Some of the search engines you use will be the 800-pound gorillas of the searching market, such as Yahoo, Google and AltaVista, while others will be site-specific.
It's the site-specific ones I want to talk about. First, let me ask if you have one on your Web site? You do? Great. What for?
Now you might say something like, "So people can find stuff." If you appended "duh" to your answer, you can leave this column straightaway and go stand in the corner until you think you can act politely.
Really, readers these days: no restraint and far too much back talk . . . saying things like, "Look at me, I know my ARP from my MBONE" . . . I don't know . . .
Anyway, where was I? Oh, yes . . .
So my good friend who shall remain nameless and we shall call Mr. X but is, in reality, Jim Sterne of Target Marketing, told me he had a problem with getting a search engine to work on his site. This was an ASP service that had previously worked, but for some reason on this day wasn't working properly for a trivial reason not worth going into. After looking at the problem and concluding that his HTML coding was correct and that his trouble was with the ASP, the issue repaired itself within an hour.
I then asked Jim, er, sorry, Mr. X, why he wanted to have a search engine. He was nice enough to not reply "duh," and said he wanted people to be able to find stuff on his site. Now Mr. X has quite a bit of stuff on his site about online marketing and related topics, but my question was, what was it the site visitors wanted to find?
He checked, and this is the list of queries starting with the least popular: marketing; target marketing; targeting; sport; 'Net-based stock trading; ABCs of marketing; target affinity; marketing segmentation; Web marketing; cigarette advertising; soccer; total available market; Nike; track and field; clear message; business plan; Club Med; response cards; marketing magazines and advertising technique.
The obvious searches such as "marketing" would yield far too generic results to be really useful, while the people who were looking for "sport," "'Net-based stock trading," "soccer" and "Club Med" were obviously on a different planet.
I contend that these peculiar searches are symptomatic of visitor behavior on most Web sites that offer local searching because the majority of people don't know what they want to know about and where they should look for it.
Sure, where you have a ton of varied content local searching may make sense, but usually there's a more important objective: You want to transfer your sales and marketing messages to the person looking at your site.

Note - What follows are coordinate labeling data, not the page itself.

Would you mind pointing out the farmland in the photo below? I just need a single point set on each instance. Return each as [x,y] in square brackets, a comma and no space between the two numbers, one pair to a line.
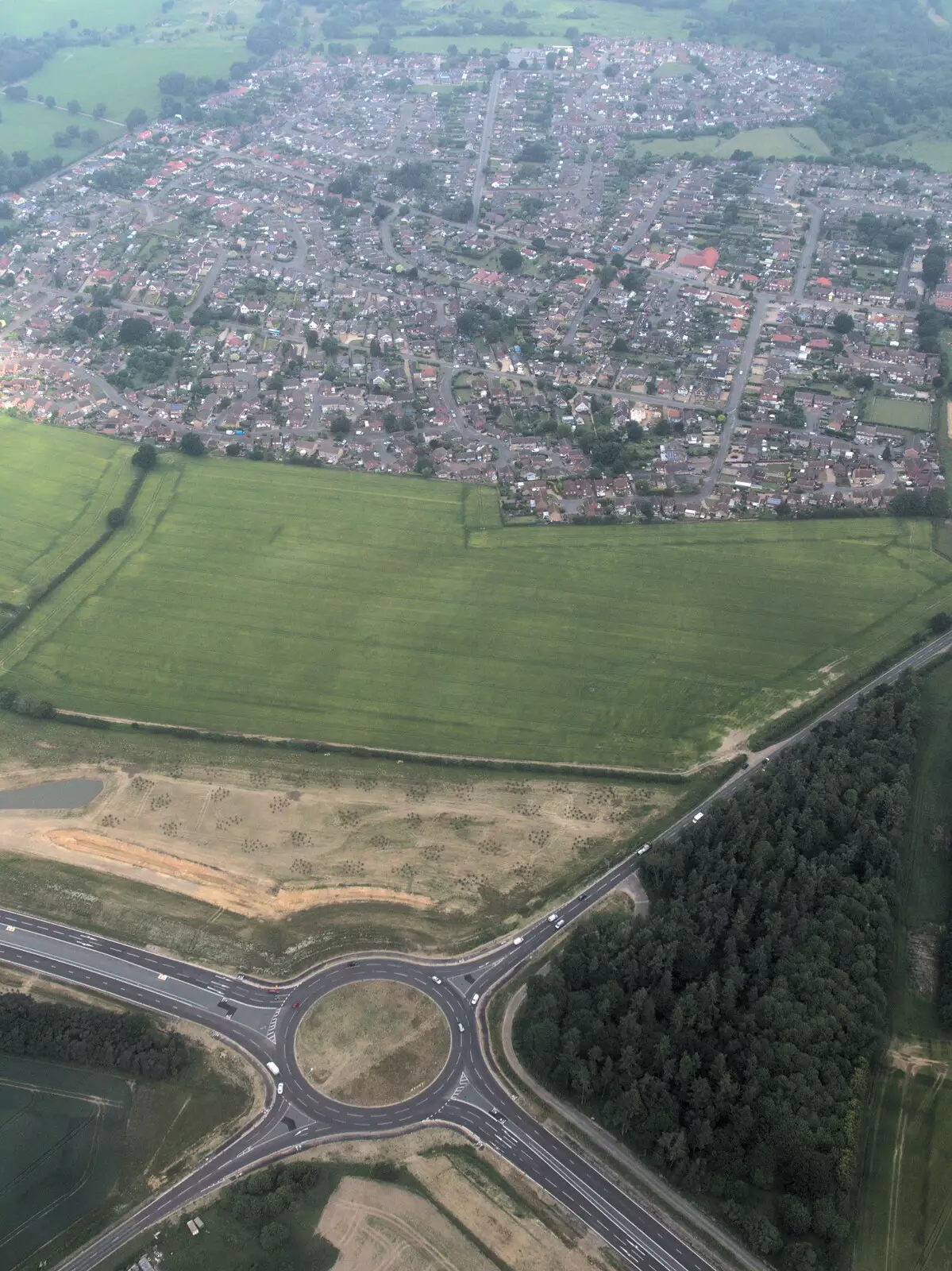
[418,1203]
[905,1204]
[60,1149]
[121,73]
[907,1181]
[780,143]
[894,413]
[345,852]
[399,613]
[80,1145]
[55,491]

You want to give them access to something that supports your view of the world, and a well-indexed site is, in my opinion, better than a search tool.
If you think visitors might be looking for "green, left-handed widgets" on your site, then give them an index that makes those terms findable. For example, a hierarchical index that included "widgets:"color:"green" and "widgets:handedness:left" would be far more useful than a search engine that returns 256 hits, none of which is relevant because your viisitor misspelled "widget."
And if there's one thing that overwhelms people on the Internet, it's too much data. How often have you heard people say that the 'Net is too big, and it is too hard to find what they are looking for?
Don't make your Web site just another data swamp if you want to get your message across. Mr. X has since done away with his search engine.